Translate

Search This Blog

Wednesday, November 27, 2024

Overcoming Challenges: How NPR Digitized Their Music Collection with AI

Practical Application of AI: Evaluating Music to Build a Music Library

Presented by Jane Gilvin, NPR's Research Archives and Data Team



Introduction

Jane Gilvin delivered a presentation on how her team at NPR utilized artificial intelligence (AI) to automate the identification of instrumental and vocal music to build a digital music library more efficiently. The session focused on the practical application of AI in music cataloging, the challenges faced, and the solutions implemented.

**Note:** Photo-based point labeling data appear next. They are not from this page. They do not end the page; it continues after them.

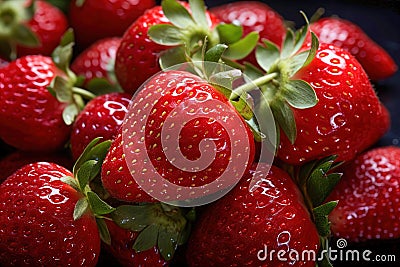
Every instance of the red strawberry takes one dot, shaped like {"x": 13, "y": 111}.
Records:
{"x": 254, "y": 219}
{"x": 137, "y": 56}
{"x": 122, "y": 241}
{"x": 93, "y": 20}
{"x": 253, "y": 16}
{"x": 44, "y": 26}
{"x": 3, "y": 62}
{"x": 97, "y": 61}
{"x": 18, "y": 159}
{"x": 171, "y": 100}
{"x": 368, "y": 197}
{"x": 348, "y": 117}
{"x": 101, "y": 117}
{"x": 30, "y": 117}
{"x": 37, "y": 224}
{"x": 377, "y": 63}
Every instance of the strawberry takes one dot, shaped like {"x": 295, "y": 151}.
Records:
{"x": 93, "y": 20}
{"x": 253, "y": 16}
{"x": 321, "y": 99}
{"x": 138, "y": 52}
{"x": 177, "y": 99}
{"x": 17, "y": 159}
{"x": 41, "y": 23}
{"x": 264, "y": 212}
{"x": 30, "y": 117}
{"x": 174, "y": 33}
{"x": 347, "y": 35}
{"x": 97, "y": 61}
{"x": 341, "y": 122}
{"x": 101, "y": 117}
{"x": 37, "y": 224}
{"x": 3, "y": 62}
{"x": 122, "y": 241}
{"x": 368, "y": 195}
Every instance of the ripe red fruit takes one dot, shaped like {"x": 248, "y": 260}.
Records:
{"x": 368, "y": 195}
{"x": 97, "y": 61}
{"x": 377, "y": 63}
{"x": 101, "y": 117}
{"x": 121, "y": 248}
{"x": 17, "y": 159}
{"x": 253, "y": 16}
{"x": 36, "y": 219}
{"x": 182, "y": 103}
{"x": 137, "y": 56}
{"x": 269, "y": 212}
{"x": 348, "y": 117}
{"x": 97, "y": 19}
{"x": 30, "y": 117}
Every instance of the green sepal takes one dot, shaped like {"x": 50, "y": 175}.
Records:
{"x": 25, "y": 36}
{"x": 62, "y": 55}
{"x": 229, "y": 33}
{"x": 172, "y": 57}
{"x": 167, "y": 243}
{"x": 93, "y": 151}
{"x": 251, "y": 72}
{"x": 321, "y": 218}
{"x": 166, "y": 34}
{"x": 147, "y": 238}
{"x": 133, "y": 217}
{"x": 198, "y": 12}
{"x": 86, "y": 174}
{"x": 71, "y": 181}
{"x": 101, "y": 86}
{"x": 288, "y": 44}
{"x": 214, "y": 54}
{"x": 284, "y": 117}
{"x": 78, "y": 3}
{"x": 267, "y": 55}
{"x": 299, "y": 94}
{"x": 69, "y": 113}
{"x": 177, "y": 14}
{"x": 243, "y": 47}
{"x": 313, "y": 49}
{"x": 320, "y": 182}
{"x": 81, "y": 208}
{"x": 97, "y": 205}
{"x": 62, "y": 89}
{"x": 103, "y": 231}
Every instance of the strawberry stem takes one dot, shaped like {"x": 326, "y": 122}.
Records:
{"x": 236, "y": 93}
{"x": 84, "y": 93}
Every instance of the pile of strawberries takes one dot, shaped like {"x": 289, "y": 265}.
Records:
{"x": 86, "y": 96}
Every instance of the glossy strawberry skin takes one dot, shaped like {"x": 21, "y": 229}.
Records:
{"x": 49, "y": 24}
{"x": 232, "y": 230}
{"x": 171, "y": 89}
{"x": 368, "y": 195}
{"x": 17, "y": 159}
{"x": 348, "y": 117}
{"x": 377, "y": 63}
{"x": 137, "y": 56}
{"x": 97, "y": 60}
{"x": 101, "y": 117}
{"x": 30, "y": 117}
{"x": 253, "y": 16}
{"x": 98, "y": 19}
{"x": 122, "y": 241}
{"x": 36, "y": 219}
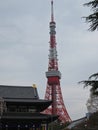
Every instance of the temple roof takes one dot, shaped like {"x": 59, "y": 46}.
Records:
{"x": 18, "y": 92}
{"x": 23, "y": 95}
{"x": 31, "y": 117}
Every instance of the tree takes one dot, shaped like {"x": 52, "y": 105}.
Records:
{"x": 92, "y": 103}
{"x": 92, "y": 18}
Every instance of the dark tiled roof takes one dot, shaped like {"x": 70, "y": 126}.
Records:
{"x": 18, "y": 92}
{"x": 29, "y": 116}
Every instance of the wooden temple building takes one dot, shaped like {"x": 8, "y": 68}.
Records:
{"x": 21, "y": 109}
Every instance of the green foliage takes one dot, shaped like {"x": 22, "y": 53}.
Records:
{"x": 93, "y": 18}
{"x": 92, "y": 83}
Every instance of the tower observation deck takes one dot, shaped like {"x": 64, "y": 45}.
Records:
{"x": 53, "y": 90}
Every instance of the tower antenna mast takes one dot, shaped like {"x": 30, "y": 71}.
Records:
{"x": 53, "y": 90}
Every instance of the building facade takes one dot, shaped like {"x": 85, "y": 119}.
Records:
{"x": 20, "y": 109}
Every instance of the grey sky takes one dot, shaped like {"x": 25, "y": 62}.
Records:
{"x": 24, "y": 45}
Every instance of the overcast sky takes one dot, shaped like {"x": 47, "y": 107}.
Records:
{"x": 24, "y": 47}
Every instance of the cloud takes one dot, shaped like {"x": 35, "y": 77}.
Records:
{"x": 24, "y": 47}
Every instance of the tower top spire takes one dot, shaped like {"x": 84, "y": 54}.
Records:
{"x": 52, "y": 12}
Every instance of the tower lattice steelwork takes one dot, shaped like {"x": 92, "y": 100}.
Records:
{"x": 53, "y": 90}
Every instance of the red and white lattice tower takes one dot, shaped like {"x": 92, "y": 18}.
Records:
{"x": 53, "y": 90}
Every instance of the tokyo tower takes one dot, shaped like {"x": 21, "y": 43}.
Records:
{"x": 53, "y": 90}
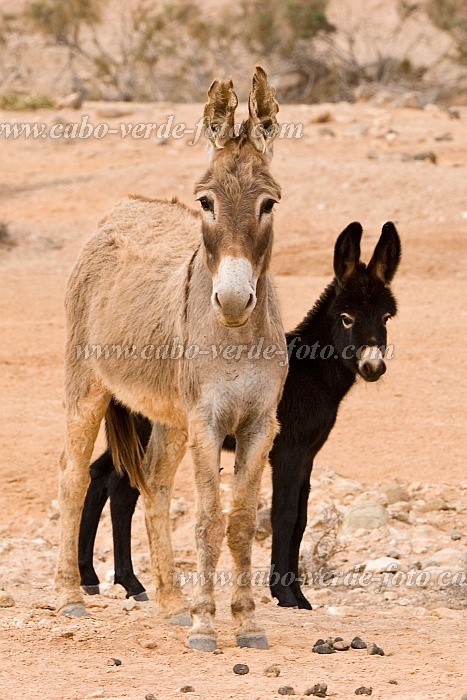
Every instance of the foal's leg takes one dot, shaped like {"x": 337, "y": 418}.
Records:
{"x": 296, "y": 541}
{"x": 96, "y": 498}
{"x": 165, "y": 451}
{"x": 253, "y": 446}
{"x": 84, "y": 417}
{"x": 209, "y": 533}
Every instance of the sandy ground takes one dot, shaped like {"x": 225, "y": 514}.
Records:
{"x": 409, "y": 427}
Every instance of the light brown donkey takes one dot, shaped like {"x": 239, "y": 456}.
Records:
{"x": 192, "y": 297}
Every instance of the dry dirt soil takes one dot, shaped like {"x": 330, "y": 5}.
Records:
{"x": 352, "y": 162}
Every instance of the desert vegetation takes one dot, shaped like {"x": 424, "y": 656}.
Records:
{"x": 316, "y": 50}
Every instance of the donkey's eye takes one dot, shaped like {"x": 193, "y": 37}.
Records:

About Jane Gilvin and the RAD Team

  • Jane Gilvin:
    • Member of NPR's Research Archives and Data (RAD) Team for nearly 13 years.
    • Educational background in music and library science.
    • Alumna of San Jose State University's Information Science program.
    • Experience in radio since she was a teenager.
  • The RAD Team:
    • Formerly known as the NPR Library, established in the 1970s.
    • Responsible for collecting NPR programming archives.
    • Provides resources for production, including a comprehensive music collection.

NPR's Music Collection Evolution

The NPR music collection has evolved alongside technological advancements:

  • Vinyl Records: The initial collection comprised vinyl records across various genres.
  • Transition to CDs: Shifted to compact discs (CDs) as CD players became standard in production.
  • Digital Music Files: Moved towards digital files to meet the expectations of quick and remote access to music.

Challenges in Digitizing the Collection

The transition to digital presented several challenges:

  • Converting thousands of physical CDs into digital files for immediate access.
  • Ensuring metadata accuracy and consistency, especially for instrumental and vocal classification.
  • Lack of resources for continuous large-scale ingestion and cataloging of new music.

Solution: Automation with AI

The Robot and ORRIS

  • The Robot: A batch processing system capable of ripping CDs, identifying metadata from online databases, and delivering MP3 and WAV files with embedded ID3 tags.
  • ORRIS (Open Resource and Research Information System): A new database developed to allow users to search, stream, and download songs for production.

Implementing Essentia

  • Essentia: An open-source library and collection of tools used to analyze audio and music to produce descriptions and synthesis.
  • Capabilities: Predicts genre, beats per minute, mood, and most importantly, classifies tracks as instrumental or vocal.
  • Training the Algorithm: Used NPR's extensive archive of over 300,000 tracks with existing instrumental and vocal tags to train the algorithm.

Accuracy and Testing

  • Human Cataloging Accuracy: Ranged from 90% to 98%, averaging around 90% due to human error and limitations.
  • Algorithm Accuracy Goal: Set at 80% to balance the usefulness and the efficiency of the process.
  • Results: The algorithm achieved an accuracy of 86%, meeting the team's criteria.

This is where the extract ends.